BANGOR, Maine — When a Bangor flight instructor took a newly licensed pilot on his checkout flight the night of June 12, something went awry.
“We got to around 1,500 feet and we heard a loud bang and the plane started shaking,” said Rick Eason, faculty adviser for the University Flying Club in Orono, who took off with the pilot at around 7:25 p.m.
After the two made a safe emergency landing at Bangor International Airport, Eason said he was soon contacted by the airport’s control tower, “and they asked if I lost something from my plane.”
As Eason soon figured out by comparing data from his GPS device with the time of the incident, as well as a reported call to Bangor Fire Department’s Station 6, a small piece of the Cessna 172 did break off. It crashed through the roof and into the front room of a Bangor man’s house on Peruvian Way in the Judson Heights neighborhood, according to the Bangor Fire Department.
“He said it was still hot,” Interim Fire Chief Rick Cheverie said.
The unidentified falling object turned out to be a piston wrist pin, a part 1 inch in diameter and 4 inches long that connects the arm and head of a piston inside a plane engine’s cylinder, Cheverie said. It fell through the attic and sheetrock ceiling of the house, leaving a noticeable mark on the hardwood floor of the foyer.

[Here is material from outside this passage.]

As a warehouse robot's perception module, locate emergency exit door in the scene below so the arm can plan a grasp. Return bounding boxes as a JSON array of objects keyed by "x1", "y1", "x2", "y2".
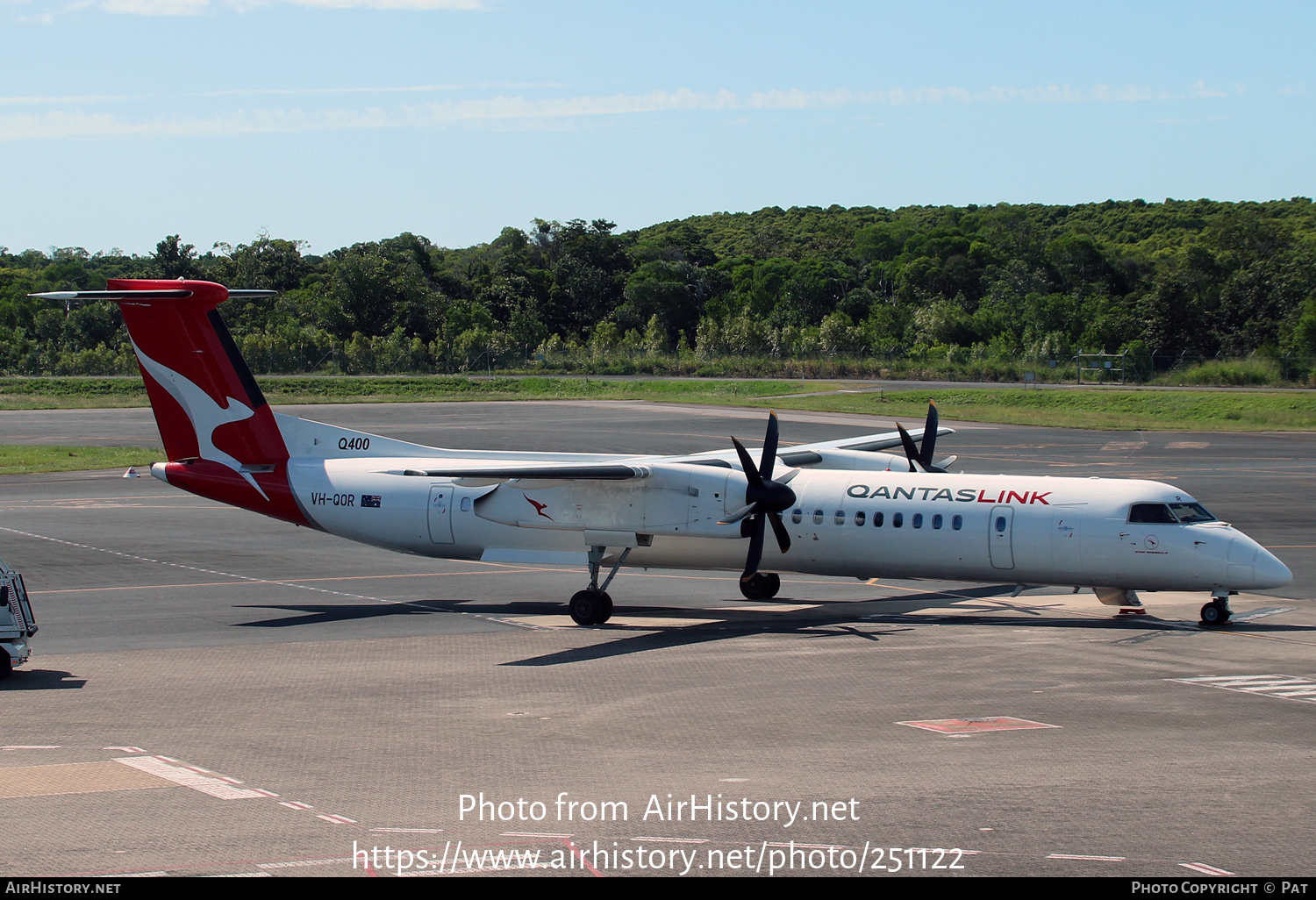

The fire chief said no one in the house was hurt, but he estimated the house had more than $5,000 in damage.
“It could have been a much different outcome,” Cheverie said, referring to a child who was cycling near the house at the time of impact.

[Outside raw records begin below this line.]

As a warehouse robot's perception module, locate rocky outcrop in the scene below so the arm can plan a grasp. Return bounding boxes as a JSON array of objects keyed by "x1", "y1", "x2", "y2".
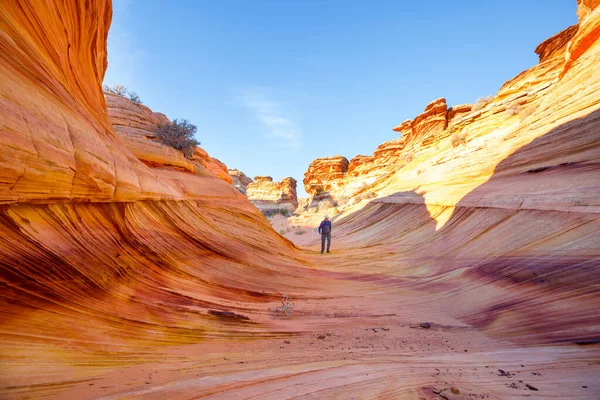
[
  {"x1": 305, "y1": 1, "x2": 600, "y2": 209},
  {"x1": 0, "y1": 0, "x2": 300, "y2": 399},
  {"x1": 246, "y1": 176, "x2": 298, "y2": 213},
  {"x1": 227, "y1": 168, "x2": 254, "y2": 195},
  {"x1": 104, "y1": 92, "x2": 232, "y2": 183},
  {"x1": 394, "y1": 98, "x2": 448, "y2": 146},
  {"x1": 0, "y1": 0, "x2": 600, "y2": 400}
]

Eason said the homeowner, who asked not to be identified, was 15-20 feet away when the small destructive object came crashing through his roof.

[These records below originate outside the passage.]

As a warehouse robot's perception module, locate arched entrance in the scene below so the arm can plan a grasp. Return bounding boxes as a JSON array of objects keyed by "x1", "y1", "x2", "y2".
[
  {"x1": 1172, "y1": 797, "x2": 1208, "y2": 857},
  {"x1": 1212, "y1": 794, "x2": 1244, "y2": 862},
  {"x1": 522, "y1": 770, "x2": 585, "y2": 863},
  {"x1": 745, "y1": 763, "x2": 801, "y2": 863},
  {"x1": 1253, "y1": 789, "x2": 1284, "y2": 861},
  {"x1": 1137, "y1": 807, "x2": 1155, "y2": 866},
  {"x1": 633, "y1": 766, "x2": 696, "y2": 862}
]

“We’ve never had anything like this. We haven’t had any in-flight problems like this,” the flight instructor said.
Eason said he reported the incident to the Flight Standards District Office in Portland, a regional division of the Federal Aviation Administration, in accordance with FAA regulations.
“We don’t know why it happened,” said Soren Hansen, the flying club’s mechanical officer.
Apparently, Hansen said, one of the engine’s six cylinders split in half and the piston pin shot out and crashed through the Bangor man’s roof. The Cessna 172 is one of the flying club’s two available aircraft.
The maintenance officer said this plane in particular was “probably” getting close to its overhaul period, a recurring time when mechanics take the engine apart for maintenance. Hansen said he estimated it was around hour 1,500 out of the 1,800-hour limit for time between maintenance checks.
FAA spokesman Jim Peters said a federal inspector has confirmed the details of the incident, and the FAA is now waiting for Eason to send a report after the aircraft is repaired. Peters said the FAA is also awaiting contact with the Bangor homeowner to record the details of the accident.
It’s important for FAA to record all details of an incident like this, because if similar occurrences have been reported, it could point to a larger manufacturing problem with the plane’s model, Peters said. However, this does not appear to be the case in this instance, he added.